History

As so often, this code started out as a small project in 1987. Back then, Claus Leitherer wanted to have a little computer program to calculate ionizing fluxes for individual O stars. The program evolved from handling a single star to a whole population. At the same time, there was the desire to assign positions in the HRD for comparison with observations. Results from this rather simple code were reported in ApJS, 73, 1 (1990). By 1990 the program had grown to compute the output of the mechanical luminosity of winds and of supernovae. A paper on that is in ApJ, 401, 498 (1992). The "real" spectral synthesis capability was implemented in 1991, when we added Kurucz and Schmutz model atmospheres from the far-UV to the near-IR. This allowed us to calculate spectra and colors for young populations. Carmelle Robert included an IUE spectral library in the code in order to compute synthetic lines at 0.75 A resolution (ApJ, 418, 749 [1993], ApJS, 99, 173 [1995]).

By 1994, we had computed so many models, synthesizing all kinds of galaxy parameters that the suggestion was made to combine everything, plot it in a homogeneous way, and publish it (ApJS, 96, 9 [1995]). Who would have predicted that quite a few astronomers found this useful? Later we began to add a few more specialized routines, like the computation of O VI line profiles by Rosa Gonzalez-Delgado (ApJ, 489, 601 [1997]). The most recent subroutine was written by Jeff Goldader. This part calculates the strengths of selected stellar features in the near-IR.

In 1997 it become clear that the code needed a major upgrade. Daniel Schaerer replaced the ancient Maeder (1990) tracks by the most recent (1992-94) model series of Geneva. He also implemented the capability to perform isochrone synthesis in addition to classical evolutionary synthesis. One of the subroutines used for this was written by Georges Meynet. We also decided to take advantage of the homogeneous atmosphere grid compiled by Lejeune et al. (1997) and replaced the original Kurucz models by the new set. The updated code was made available to the community via a spiffy website called Starburst99 (Leitherer et al. 1999, ApJ, 123, 3).

Since then, four important improvements were made. First, Duilia de Mello added a high-resolution spectral library of B stars in fall 1999. A description is in ApJ, 530, 251 (2000). This library replaced the low-resolution B-star library we used before. (O stars have always been from a high-dispersion library.)

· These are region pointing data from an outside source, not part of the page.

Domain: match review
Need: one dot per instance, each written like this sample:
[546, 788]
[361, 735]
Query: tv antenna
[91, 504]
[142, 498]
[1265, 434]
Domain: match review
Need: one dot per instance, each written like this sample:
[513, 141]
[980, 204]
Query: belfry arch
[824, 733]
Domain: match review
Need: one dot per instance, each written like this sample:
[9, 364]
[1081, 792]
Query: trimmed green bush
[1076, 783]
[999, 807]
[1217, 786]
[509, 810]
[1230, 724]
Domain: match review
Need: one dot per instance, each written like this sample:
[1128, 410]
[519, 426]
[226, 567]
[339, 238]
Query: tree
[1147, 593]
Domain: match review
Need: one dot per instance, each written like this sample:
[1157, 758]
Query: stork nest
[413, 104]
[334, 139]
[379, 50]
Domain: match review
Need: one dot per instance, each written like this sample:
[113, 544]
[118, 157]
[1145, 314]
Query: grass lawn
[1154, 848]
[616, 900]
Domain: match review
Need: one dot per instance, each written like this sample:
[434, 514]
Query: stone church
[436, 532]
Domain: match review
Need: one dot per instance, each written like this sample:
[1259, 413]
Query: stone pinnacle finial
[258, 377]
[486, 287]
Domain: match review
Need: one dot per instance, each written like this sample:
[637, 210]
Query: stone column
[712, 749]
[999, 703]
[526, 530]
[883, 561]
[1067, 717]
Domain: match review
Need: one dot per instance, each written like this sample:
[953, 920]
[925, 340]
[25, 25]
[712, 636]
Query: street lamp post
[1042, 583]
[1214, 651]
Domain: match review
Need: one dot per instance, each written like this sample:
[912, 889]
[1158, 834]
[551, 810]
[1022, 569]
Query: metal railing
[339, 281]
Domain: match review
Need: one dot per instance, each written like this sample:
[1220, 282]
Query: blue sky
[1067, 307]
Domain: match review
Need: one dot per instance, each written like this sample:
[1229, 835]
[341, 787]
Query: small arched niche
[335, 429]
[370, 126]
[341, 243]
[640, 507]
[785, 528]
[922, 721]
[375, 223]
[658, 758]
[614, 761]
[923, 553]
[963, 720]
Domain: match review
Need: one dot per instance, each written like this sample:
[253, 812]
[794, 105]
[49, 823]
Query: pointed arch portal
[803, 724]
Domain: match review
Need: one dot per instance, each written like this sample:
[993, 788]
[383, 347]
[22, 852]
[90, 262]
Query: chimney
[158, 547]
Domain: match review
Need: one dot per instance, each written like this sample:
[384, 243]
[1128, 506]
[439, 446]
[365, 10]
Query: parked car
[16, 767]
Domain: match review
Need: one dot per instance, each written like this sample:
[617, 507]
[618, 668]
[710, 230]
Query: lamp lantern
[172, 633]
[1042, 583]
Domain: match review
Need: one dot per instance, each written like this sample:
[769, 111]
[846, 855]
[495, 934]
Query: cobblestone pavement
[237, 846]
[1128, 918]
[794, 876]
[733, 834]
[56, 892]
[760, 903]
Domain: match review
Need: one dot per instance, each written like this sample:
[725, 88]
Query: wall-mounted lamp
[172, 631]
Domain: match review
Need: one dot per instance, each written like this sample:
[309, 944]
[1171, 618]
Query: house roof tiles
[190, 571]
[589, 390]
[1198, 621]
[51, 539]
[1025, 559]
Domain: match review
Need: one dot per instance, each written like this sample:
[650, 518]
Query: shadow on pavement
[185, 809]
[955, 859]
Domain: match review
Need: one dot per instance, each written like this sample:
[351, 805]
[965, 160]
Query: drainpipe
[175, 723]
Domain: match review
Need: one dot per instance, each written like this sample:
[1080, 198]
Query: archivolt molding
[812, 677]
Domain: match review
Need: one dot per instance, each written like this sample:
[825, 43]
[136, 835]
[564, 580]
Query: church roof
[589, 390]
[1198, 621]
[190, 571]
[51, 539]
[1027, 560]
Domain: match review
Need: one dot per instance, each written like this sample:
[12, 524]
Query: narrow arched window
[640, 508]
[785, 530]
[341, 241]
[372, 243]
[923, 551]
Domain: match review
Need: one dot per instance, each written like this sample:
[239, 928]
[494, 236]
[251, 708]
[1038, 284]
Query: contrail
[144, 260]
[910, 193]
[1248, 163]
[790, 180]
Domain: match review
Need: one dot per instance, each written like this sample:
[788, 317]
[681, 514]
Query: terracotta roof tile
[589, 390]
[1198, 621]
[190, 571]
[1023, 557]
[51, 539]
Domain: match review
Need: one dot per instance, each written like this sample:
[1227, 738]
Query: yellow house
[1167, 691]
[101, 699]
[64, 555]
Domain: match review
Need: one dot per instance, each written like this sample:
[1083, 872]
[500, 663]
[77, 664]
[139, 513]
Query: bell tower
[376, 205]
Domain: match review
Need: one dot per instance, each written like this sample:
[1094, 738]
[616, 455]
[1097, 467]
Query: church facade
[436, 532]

Second, Alessandra Aloisi added supernova yields to the code. Before that, only yields from stellar winds were taken into account, and the supernova yields of those elements which undergo no nuclear processing during a supernova explosion. Now the models are up-to-date with respect to the nucleosynthesis in type II supernovae (and only those -- we don't do type I's yet). This change was made in August 2000.

Third, Claus Leitherer and summer student Joao Leao Souza added a spectral library of LMC and SMC stars in August 2000 (Leitherer et al. 2001, ApJ, 550, in press). This allows calculations of models for UV spectra with sub-solar metallicities. Only O-stars are used for SMC/LMC metallicity, everything else is solar. This is not perfect -- but it is a starting point.

Fourth, Miguel Cervino, in collaboration with Daniel Schaerer greatly improved several numerical aspects of the code. In particular he wrote new code to handle the calculation of the supernova rate in isochrone synthesis. Previously, all SN related parameters showed rather ugly discontinuities due to numerical instabilities (see Leitherer et al. 1999). This was fixed in October 2000.